The science behind the optimization of number of hidden layers and their dimensionality is a beyond me at this point but I’m sure I will get to the point of learning more about the inner workings of such models shortly. Now, let’s just work on implementing hidden layers, we’ll work out the details later.
Backpropagation
The key mechanism that makes deep learning powerful is Backpropagation which calculates the appropriate changes to all weights and biases in a neural network that will overall reduce the model’s cost function.
The simplest representation of backpropagation can be seen here, data from each neuron in each layer during the activation calculation stage is saved in a cache (Z, W, b) to then be used in the backpropagation calculations for the gradients dW, db.
In Practice
The code for a one hidden layer backpropagation is very simple. It consists of three distinct steps: forward propagation, backwards propagation, and parameter update.

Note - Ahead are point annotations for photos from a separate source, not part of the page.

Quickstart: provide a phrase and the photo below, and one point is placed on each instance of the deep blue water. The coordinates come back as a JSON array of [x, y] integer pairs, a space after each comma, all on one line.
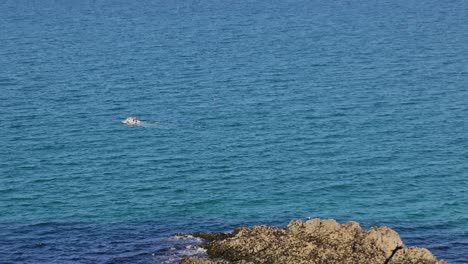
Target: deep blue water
[[267, 111]]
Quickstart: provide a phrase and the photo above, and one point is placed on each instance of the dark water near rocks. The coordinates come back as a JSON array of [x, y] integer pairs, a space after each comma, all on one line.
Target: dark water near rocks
[[268, 111]]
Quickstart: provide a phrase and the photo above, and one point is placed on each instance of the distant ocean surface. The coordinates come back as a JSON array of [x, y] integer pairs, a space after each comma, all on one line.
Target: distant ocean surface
[[266, 111]]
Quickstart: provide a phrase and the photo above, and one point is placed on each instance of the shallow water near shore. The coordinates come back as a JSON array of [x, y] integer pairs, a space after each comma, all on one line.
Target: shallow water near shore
[[266, 111]]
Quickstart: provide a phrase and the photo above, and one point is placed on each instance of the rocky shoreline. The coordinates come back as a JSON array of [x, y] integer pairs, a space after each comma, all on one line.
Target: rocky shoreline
[[320, 241]]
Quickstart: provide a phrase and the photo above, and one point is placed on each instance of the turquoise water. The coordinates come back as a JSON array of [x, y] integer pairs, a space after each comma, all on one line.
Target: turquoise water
[[267, 111]]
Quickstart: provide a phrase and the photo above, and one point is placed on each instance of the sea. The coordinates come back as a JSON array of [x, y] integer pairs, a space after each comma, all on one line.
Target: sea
[[254, 112]]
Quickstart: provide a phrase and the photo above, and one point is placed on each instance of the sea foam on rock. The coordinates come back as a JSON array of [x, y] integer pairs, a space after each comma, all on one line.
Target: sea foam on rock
[[313, 241]]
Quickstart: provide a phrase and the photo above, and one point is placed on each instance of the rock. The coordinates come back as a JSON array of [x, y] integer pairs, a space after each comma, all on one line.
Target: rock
[[319, 241]]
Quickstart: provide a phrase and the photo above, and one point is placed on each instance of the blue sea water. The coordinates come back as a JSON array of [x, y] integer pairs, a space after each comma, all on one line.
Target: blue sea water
[[267, 111]]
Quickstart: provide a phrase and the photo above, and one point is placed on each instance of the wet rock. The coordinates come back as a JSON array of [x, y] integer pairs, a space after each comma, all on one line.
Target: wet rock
[[313, 241]]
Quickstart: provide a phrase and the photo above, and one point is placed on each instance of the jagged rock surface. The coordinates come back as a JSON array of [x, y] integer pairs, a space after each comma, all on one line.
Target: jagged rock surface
[[314, 241]]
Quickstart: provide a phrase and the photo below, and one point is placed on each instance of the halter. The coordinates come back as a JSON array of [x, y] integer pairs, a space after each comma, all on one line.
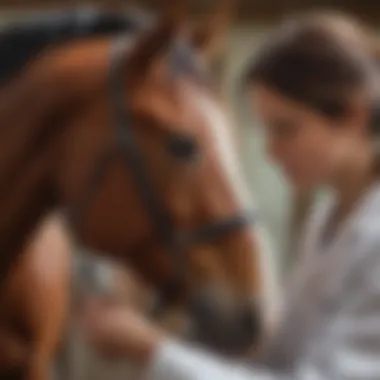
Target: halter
[[176, 242]]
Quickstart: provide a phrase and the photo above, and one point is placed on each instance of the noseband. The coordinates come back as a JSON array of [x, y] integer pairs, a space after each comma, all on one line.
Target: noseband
[[124, 143]]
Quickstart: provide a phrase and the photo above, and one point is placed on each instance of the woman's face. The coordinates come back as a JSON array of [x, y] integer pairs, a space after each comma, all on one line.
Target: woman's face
[[310, 148]]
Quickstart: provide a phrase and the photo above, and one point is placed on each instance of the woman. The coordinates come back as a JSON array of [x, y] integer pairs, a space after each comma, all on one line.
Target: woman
[[315, 84]]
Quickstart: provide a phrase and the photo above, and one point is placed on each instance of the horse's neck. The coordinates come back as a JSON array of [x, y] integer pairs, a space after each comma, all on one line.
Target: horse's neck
[[30, 135]]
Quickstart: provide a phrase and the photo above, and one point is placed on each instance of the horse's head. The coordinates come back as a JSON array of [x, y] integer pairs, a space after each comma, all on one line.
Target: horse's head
[[152, 166]]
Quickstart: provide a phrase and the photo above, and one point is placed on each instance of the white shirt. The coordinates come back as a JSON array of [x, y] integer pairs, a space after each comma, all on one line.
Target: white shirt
[[330, 328]]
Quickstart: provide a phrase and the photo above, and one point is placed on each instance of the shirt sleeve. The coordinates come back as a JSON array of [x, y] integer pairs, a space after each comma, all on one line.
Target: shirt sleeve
[[348, 350]]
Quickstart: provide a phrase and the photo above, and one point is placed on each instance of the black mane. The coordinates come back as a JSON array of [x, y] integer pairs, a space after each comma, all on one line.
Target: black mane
[[23, 40]]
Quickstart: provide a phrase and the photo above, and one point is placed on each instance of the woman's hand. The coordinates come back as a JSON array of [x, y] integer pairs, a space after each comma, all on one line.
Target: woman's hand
[[119, 332]]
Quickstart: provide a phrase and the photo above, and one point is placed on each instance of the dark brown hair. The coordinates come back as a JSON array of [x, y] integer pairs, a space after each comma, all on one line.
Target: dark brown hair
[[322, 59]]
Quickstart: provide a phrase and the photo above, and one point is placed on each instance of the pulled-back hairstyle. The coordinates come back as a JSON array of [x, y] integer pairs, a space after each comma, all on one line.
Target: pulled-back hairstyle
[[323, 60]]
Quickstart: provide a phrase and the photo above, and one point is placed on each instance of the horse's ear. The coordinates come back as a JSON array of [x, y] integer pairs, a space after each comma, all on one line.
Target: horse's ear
[[158, 39], [210, 33]]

- Linear activation (forward) - [[MLBasics]] calculate the neuron’s activation vlaue with
W * x + b
for each layer. - Linear activation (backward) - calculate the change in the parameters for each neuron (δW = δL/δW, δb = δL/δb) that, when applied to said parameters will lower the models overall loss function.
- Update parameters - reduce and save the input parameters to be used again in the next iteration.
- W = W-δW*Ω
- b = b-δ*Ω
Model Error
Passing the updated parameters back through the model is an “epoch”. As the epoch number increases, we’d expect the error in the model to diminish. We do in fact see this behavior as well as the same dependency on learning rate (lower learning rate makes for a slower learning neural network).
Below is a semilogy plot of the same data to reveal the discrepancy between the 0.01 and 0.005 learning rate models.
Next Steps
Next, we need to expand this backpropagation framework to allow for two things. First, we need to be able to add as many hidden layers as we want. Second, we need hidden layers to be modifiable to have any number of neurons. This will result in a fully modular deep learning neural network that can be easily modified on the fly.